Divorce no longer a social taboo | Steve Benmor
Tuesday, July 23, 2019 @ 11:11 AM | By Steve Benmor
In fact, as a result of the news of a divorce being so tragic, many spouses decided to continue to cohabit like a married couple even though their relationship was over. In some cases, spouses carried on separate lives while residing together just to avoid the social stigma of divorce. The spouses slept in separate bedrooms or on separate floors. Some of these spouses led very separate lives: they did not dine together, travelled separately, maintained different social circles and even dated others while cohabiting.
That was then. Societal norms have changed significantly since those days. Until 1968, married spouses were not permitted to divorce unless they could prove that the other spouse committed cruelty or adultery. But after pressure from society, the government of Canada changed the grounds for divorce to include “no-fault divorce.”
Suddenly, spouses could be divorced if they had been separated for three years. No longer was one spouse required to prove that the other spouse committed an offence. As the law evolved, the required three years of separation became one year and the concept of separation could include spouses still living in the same home so long as they were “living separate and apart under the same roof.”
As with this change in societal norms, so too came other changes such as same-sex marriages, property rights in common law couples and assisted human reproduction and surrogacy. The law continues to try to keep up with the changes in Canadians’ moral values.
Over time, Canadian society changed its views on the subject of divorce. No longer did divorce carry the same social stigma that it once did. Although there are still many who will lament the breakdown of a marriage, often the disappointment is short-lived.
Now very few Canadian families have not experienced divorce, either by their parents, children, uncles, aunts or close family or friends. Divorce is one of the most common events that occur in family life, next to marriage, childbirth or death. Divorce is simply another milestone in the family life cycle.
Divorce does not have to be the bruise on one’s reputation as that it was in the past. In fact, for many people who divorce, the decision is mutual.
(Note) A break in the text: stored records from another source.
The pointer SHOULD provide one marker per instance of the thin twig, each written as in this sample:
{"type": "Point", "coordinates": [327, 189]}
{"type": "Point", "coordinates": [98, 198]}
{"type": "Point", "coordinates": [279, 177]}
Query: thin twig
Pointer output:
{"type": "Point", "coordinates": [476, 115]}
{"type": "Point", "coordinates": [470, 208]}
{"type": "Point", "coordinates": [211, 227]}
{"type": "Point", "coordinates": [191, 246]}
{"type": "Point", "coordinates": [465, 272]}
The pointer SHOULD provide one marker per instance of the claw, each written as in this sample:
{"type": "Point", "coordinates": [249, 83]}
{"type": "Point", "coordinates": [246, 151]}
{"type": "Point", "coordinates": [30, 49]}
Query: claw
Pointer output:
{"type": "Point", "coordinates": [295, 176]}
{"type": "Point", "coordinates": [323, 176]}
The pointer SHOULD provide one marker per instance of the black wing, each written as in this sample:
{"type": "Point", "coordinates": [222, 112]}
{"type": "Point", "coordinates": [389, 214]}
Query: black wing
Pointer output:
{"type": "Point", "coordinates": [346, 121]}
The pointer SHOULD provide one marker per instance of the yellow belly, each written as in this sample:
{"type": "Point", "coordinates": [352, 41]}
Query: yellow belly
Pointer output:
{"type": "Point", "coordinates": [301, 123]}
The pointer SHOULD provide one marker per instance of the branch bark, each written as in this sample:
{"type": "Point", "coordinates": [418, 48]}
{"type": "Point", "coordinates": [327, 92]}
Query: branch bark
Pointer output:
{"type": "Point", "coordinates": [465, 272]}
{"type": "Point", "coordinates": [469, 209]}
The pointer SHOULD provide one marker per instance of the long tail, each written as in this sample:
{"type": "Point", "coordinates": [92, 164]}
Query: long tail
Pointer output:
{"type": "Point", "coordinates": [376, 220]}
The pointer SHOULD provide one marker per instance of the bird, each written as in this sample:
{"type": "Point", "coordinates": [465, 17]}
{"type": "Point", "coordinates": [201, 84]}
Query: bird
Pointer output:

They recognize that there was a time when they shared common values and a love for one another. But when that evaporated, spouses recognize the need to begin the next chapter of their lives.
For some, this is a moment of celebration. They celebrate what they had and what they will have in the next chapter of their lives. Some former spouses remain very close friends, especially those who have children together.
In fact, there are more stories being posted on social media of divorced couples travelling together and taking family vacations with their children to Disney World or to exotic locations. Some bring their new partners with them.
This is the new reality in Canada. People marry. People divorce. People go on with their lives. The modern family is no longer a couple who were married for 50-plus years.